Все мы – испуганные уставшие дети.
Я поднял голову, поморгал, и увидел вдруг небо. И что оно очень красивое. И вспомнил, что я не смотрел в него вот уже несколько лет.
Когда подошла моя очередь, я купил еще и кассету.
* * *
Оказалось, что ее зовут Максим.
И она вовсе не дурочка, как постоянно писали о ней в этой отвратительной «Экспресс-газете» эти уроды, которым лишь бы обгадить человека. Журналисты сраные!
Да, мне пришлось пойти на кое-какие сдвиги в личной жизни, после того, как я познакомился с творчеством Максим. Конечно, первым новшеством был магнитофон, Нужно же мне было на чем-то слушать кассету с песнями моей любимой?! Дальше был небольшой и недорогой компьютер, ну, и к интернету пришлось подключиться, чтобы искать в Сети новые песни Любимой, и скачивать ее интервью, и записаться в кое-какие фан-клубы. Хотя, конечно, в этих клубах одни педерасты да клоуны, которые понятия не имеют, что такое настоящая любовь, и настоящее уважение, и настоящее внимание. Им кажется, что если они будут мастурбировать на своих тинейджерских кроватях под песни Любимой, то проявят этим максимум поклонения. На самом же деле, речь шла об элементарном желании познакомиться с другими такими же придурками, чтобы мастурбировать на песни Любимой уже вместе, а потом забыть творчество Любимой.
Проще говоря, это для них такой способ знакомства.
Я же в своей любви к Максим был величественен, одинок и всемогущ. Словно граф Монте-Кристо, который 20 лет в башне в замке над пропастью над океаном ковырял стену ложкой. Только, сдается мне, граф тоже был с Особенностями и ложка у него была дырявая. Я же не ковырял стену, но старательно, по крупицам, воссоздавал новый, чудесный мир, в котором моя Любимая обрела бы, наконец, покой.
Разумеется, она была несчастлива.
Послушали бы вы ее песни! «Когда я уйду». «Только ты никому ничего не скажешь». «Хватит об этом». «Не стой на краю». «Сколько можно». «Что я без тебя». «Камикадзе любви».
Однозначно, она не была счастлива в личной жизни, думал я, собирая песни Максим, и выискивая крупицы правды о ней в сраных статьях желтых газет на своем ноут-буке. Конечно, мне пришлось купить для него маленький столик. А потом и диван, чтобы мебель в комнате была подобрана. Ну, после пришлось и генеральную уборку затеять, ведь не могла же Она глядеть – пусть и с экрана монитора – на грязь и свинство. Так, постепенно, всего за пару месяцев, Любиая облагородила мой дом. Недаром говорят, что если в доме появляется женщина, то он, дом, становится живым. Да чего уж там.
Это я ожил.…
причем настолько, что даже снова начал писать.

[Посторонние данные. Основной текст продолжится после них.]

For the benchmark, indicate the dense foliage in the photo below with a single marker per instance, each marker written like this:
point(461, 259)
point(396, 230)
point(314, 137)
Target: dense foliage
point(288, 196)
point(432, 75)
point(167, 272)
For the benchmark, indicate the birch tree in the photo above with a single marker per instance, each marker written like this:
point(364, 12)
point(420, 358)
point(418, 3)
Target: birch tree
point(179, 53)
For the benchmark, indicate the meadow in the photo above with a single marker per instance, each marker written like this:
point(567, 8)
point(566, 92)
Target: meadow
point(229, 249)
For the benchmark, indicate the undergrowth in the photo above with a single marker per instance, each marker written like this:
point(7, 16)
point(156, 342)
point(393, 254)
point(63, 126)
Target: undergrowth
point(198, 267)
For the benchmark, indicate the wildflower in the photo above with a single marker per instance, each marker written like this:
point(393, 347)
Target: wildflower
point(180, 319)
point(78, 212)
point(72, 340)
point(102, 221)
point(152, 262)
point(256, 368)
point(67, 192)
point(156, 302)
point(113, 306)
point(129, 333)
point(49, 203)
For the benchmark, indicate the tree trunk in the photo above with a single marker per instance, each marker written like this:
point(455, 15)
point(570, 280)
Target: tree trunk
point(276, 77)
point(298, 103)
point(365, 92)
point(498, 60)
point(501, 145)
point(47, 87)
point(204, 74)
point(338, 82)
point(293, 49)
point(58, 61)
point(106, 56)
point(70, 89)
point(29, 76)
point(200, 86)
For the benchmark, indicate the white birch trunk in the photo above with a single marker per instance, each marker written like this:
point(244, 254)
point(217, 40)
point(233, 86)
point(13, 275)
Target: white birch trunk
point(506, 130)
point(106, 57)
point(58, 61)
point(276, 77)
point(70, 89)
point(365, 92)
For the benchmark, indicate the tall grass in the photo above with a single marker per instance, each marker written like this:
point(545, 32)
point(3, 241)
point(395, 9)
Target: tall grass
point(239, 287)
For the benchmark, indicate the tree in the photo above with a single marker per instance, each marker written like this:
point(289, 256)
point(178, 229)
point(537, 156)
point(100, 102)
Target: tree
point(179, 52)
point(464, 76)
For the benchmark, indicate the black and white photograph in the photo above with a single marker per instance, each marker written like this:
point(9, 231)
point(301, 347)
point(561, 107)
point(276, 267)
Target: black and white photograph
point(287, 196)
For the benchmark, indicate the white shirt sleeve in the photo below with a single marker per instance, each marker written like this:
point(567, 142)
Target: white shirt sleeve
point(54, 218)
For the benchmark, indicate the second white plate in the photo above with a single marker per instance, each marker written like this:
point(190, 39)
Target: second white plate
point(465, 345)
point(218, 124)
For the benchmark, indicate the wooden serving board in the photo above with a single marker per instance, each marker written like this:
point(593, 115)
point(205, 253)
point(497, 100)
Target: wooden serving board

И, хотя я вот уже лет 10 как пропал из виду всех этих журналов, премий, критиков, но, как оказалось, хватки не потерял. По крайней мере, все они отзывались обо мне восторженно. Ну, не совсем обо мне, если честно: дело в том, что я намеренно придумал себе псевдоним, и легенду, прекрасно понимая, что мне, с репутацией мизантропа, – совершенно заслуженной, отмечу, – трудно будет вернуться в литературу.
Как оказалось, я не ошибся.
Мистические и загадочные женские рассказы от имени «Анны Старобинец», которую я придумал, и которой я выдумал имидж социофобки и затворницы – весьма умеренный, на всякий случай, чтобы никто не заподозрил в ней настоящего скандалиста и бывшего писателя, Лоринкова, – якобы, вечно разъезжающей журналистки с Ироничным взглядом на жизнь и Сложными отношениями с Любимым, стали хитом! Они пользовались в глянцевых московских журналах большим спросом.